O evento é uma iniciativa do Ministério da Saúde, por meio da Coordenação-Geral de Saúde da Criança e Aleitamento Materno (DAPES), e tem como objetivo discutir e construir de forma coletiva, com gestores estaduais, municipais e apoiadores, as estratégias de apoio para a implementação da PNAISC, dentro das redes de Atenção a Saúde (RAS), nos Estados, Regiões de Atenção à Saúde e Municípios, com foco na Atenção Básica e considerando as fragilidades e potencialidades de cada Estado e os eixos que norteiam a Política.

A Política Nacional de Atenção Integral à Saúde da Criança no SUS foi instituída pela Portaria GM-MS nº 1.130. Nela estão apresentadas as ações e programas de devem ser ofertados para compor uma Atenção Integral à Saúde da Criança e quais estratégias e linhas de cuidado que podem colaborar para articular profissionais e serviços de saúde a fim de atender as crianças com a garantia da integralidade.

Para o secretário de Saúde de Cuiabá, o espaço de articulação proporcionado por esse encontro traz uma série de ganhos, considerando que estão presentes ao evento representantes dos três entes da Federação, além de outros atores, trabalhando juntos para a implementação da Política.
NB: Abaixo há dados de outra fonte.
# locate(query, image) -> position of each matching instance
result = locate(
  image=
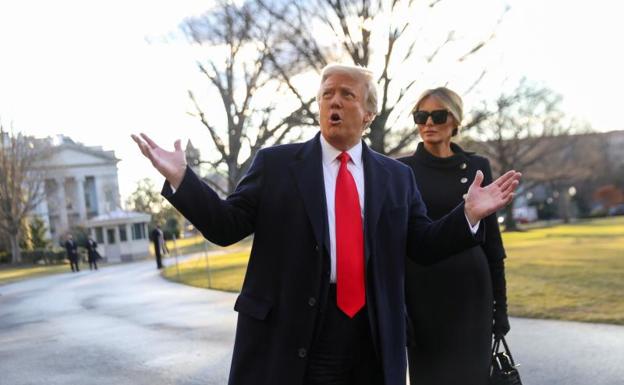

“Somente com a união do governo federal, estados e municípios e demais atores desse processo é que o SUS pode ser construído. Não queremos que a PNAISC se torne um instrumento burocrático. Precisamos ter a capacidade de construir articulações na saúde e, de forma intersetorial, com outros segmentos como a Educação, Assistência Social, Esportes e a comunidade. Além disso, precisamos fortalecer as regiões de saúde, pois a grande maioria dos municípios brasileiros precisará de serviços da rede de atenção na sua região de saúde para complementar o cuidado de suas crianças e garantir a atenção integral”, considerou.

Encontros

O encontro em Florianópolis é o terceiro de três seminários macrorregionais realizados este mês. O primeiro foi no Nordeste, reunindo representantes da Região. O segundo aconteceu com os Estados da Região Norte e foi realizado em Manaus, no Amazonas e, agora, em Santa Catarina, chegou a vez dos Estados do Sul, Sudeste e Centro-Oeste do Brasil. Os encontros contam com o apoio metodológico da Estratégia Brasileirinhas e Brasileirinhos Saudáveis (EBBS/IFF/Fiocruz) e suporte da Organização Pan-Americana da Saúde (OPAS).

A Política

Aprovada pelo Conselho Nacional dos Direitos das Crianças e do Adolescente (Conanda), pelo Conselho Nacional de Saúde (CNS) e pactuada com o Conselho Nacional de Secretários de Saúde (CONASS) e o Conselho Nacional de Secretarias Municipais de Saúde (CONASEMS), na Comissão Intergestores Tripartite (CIT), a política é o resultado de um longo trabalho de construção coletiva com as Coordenações de Saúde da Criança dos Estados e Capitais, conselhos, especialistas, pesquisadores, e sociedade civil entre outras organizações.

A Política considera as ações voltadas para a criança da gestação até os 9 anos de idade, e tem atenção especial à primeira infância e às populações de maior vulnerabilidade.

A PNAISC se estrutura em sete eixos estratégicos, com a finalidade de orientar e qualificar as ações e serviços de saúde da criança no território nacional. São eles a Atenção humanizada e qualificada à gestação, ao parto, ao nascimento e ao recém-nascido; Aleitamento materno e alimentação complementar saudável: Promoção e acompanhamento do crescimento e do desenvolvimento integral; Atenção integral às crianças com agravos prevalentes na infância e com doenças crônicas; Atenção integral à criança em situação de violências, prevenção de acidentes e promoção da cultura de paz; Atenção à saúde de crianças com deficiência ou em situações específicas e de vulnerabilidade; e vigilância e prevenção do óbito infantil, fetal e materno.